Of course. I teach poetry. I teach Spanish. I work at a public library. I’ve worked at a bookstore. I’ve worked as a reporter and a caption writer, both of which are definitely writing jobs, but they weren’t the type of writing I think about when I think of being a travel writer. At some point, though, I decided that if I couldn’t do the type of writing I liked for my main job, I’d rather not taint this career I so love, and do my writing, creative writing, on the side. I do, though, try to keep my jobs somehow related to books and writing and culture. To that end, I’ve just enrolled in library school, although I am a little concerned that this is more about technology these days than books.

What travel authors or books might you recommend and/or have influenced you?

Mary Morris’ Nothing to Declare influenced me immensely when I first read it, as did A Woman’s World by Travelers’ Tales. Robyn Davidson’s Tracks is a great classic. A newer travel book by a newer writer who has also very much inspired me is The House on Dream Street by Dana Sachs. It’s about Vietnam, a place that I (having been born at the end of the war) had given little thought to before reading Sachs’ book. Afterward, I was so intrigued that I went there myself. I also always recommend Alma Guillermoprieta’s The Heart that Bleeds, which unlike the other books I’ve mentioned, is not travel memoir but travel reportage, and I really admire that. She gets under the skin of these Latin American countries she visits, and she lets the people tell their stories.

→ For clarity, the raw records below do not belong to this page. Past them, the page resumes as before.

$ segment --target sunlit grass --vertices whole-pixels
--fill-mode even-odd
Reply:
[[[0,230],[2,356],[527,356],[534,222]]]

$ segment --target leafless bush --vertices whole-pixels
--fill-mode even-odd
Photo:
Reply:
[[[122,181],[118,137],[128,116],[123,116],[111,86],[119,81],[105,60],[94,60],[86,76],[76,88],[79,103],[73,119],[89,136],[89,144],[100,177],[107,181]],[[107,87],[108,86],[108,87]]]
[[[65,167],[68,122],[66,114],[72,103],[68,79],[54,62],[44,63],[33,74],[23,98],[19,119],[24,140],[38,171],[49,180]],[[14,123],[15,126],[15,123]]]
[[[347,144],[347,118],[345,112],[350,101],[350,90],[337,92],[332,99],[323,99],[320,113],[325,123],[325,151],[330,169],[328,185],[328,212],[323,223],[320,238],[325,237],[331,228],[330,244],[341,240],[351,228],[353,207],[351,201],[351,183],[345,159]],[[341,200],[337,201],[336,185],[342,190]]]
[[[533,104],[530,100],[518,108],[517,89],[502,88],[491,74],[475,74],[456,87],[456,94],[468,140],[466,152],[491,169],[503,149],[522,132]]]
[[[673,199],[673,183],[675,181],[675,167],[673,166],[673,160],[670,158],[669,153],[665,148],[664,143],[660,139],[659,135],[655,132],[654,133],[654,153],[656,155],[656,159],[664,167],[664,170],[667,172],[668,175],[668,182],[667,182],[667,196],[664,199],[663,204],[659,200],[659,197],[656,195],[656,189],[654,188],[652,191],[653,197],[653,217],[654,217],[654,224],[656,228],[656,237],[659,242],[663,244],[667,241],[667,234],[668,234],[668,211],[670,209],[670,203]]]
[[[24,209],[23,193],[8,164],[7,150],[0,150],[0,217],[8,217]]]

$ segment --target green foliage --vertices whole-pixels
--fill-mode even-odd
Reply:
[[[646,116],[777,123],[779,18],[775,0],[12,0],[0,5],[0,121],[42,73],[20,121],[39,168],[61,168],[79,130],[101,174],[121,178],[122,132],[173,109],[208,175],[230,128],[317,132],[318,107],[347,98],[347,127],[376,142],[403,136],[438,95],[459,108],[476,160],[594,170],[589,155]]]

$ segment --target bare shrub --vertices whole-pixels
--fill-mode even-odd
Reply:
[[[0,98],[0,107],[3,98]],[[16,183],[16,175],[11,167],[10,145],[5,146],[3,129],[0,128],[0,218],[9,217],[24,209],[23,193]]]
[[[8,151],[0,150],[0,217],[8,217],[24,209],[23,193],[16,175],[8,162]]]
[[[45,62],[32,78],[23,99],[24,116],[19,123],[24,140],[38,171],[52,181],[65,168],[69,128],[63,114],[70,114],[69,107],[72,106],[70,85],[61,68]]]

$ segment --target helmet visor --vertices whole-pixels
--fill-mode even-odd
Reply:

What advice and/or warnings would you give to someone who is considering going into travel writing?

I would say to make sure that if you want to do humorous travel, you don’t do so at the expense of the culture you’re writing about. I think there’s too much of that out there. Instead, poke fun at yourself, at the situations you get into, at your inaccurate preconceived notions of what a place will be like.

Know, too, that while being a travel writer means getting to go out and explore the world, being a travel writer, especially if you’re going to write books, means hibernating (for an equal if not greater amount of time than what you traveled for) in order to write your story.

Also, when trying to publish, be persistent. Know that it’s often about timing more than anything else. Between my agent and me, I think my book was sent to sixty publishers before being accepted. The great irony, though, is that publisher number sixty was also publisher number one. I sent to Seal Press several years ago, soon after I started the book, but they weren’t interested. Then they were bought by another independent publisher, their offices moved, and they got new editors. I resubmit, and within two weeks, the new editor made me an offer.

What is the biggest reward of life as a travel writer?

That people so different from you open up their worlds to you; that you are constantly learning; that you get to see history — and the results of history — in action. That you get to learn about another way of living, which is always a good thing.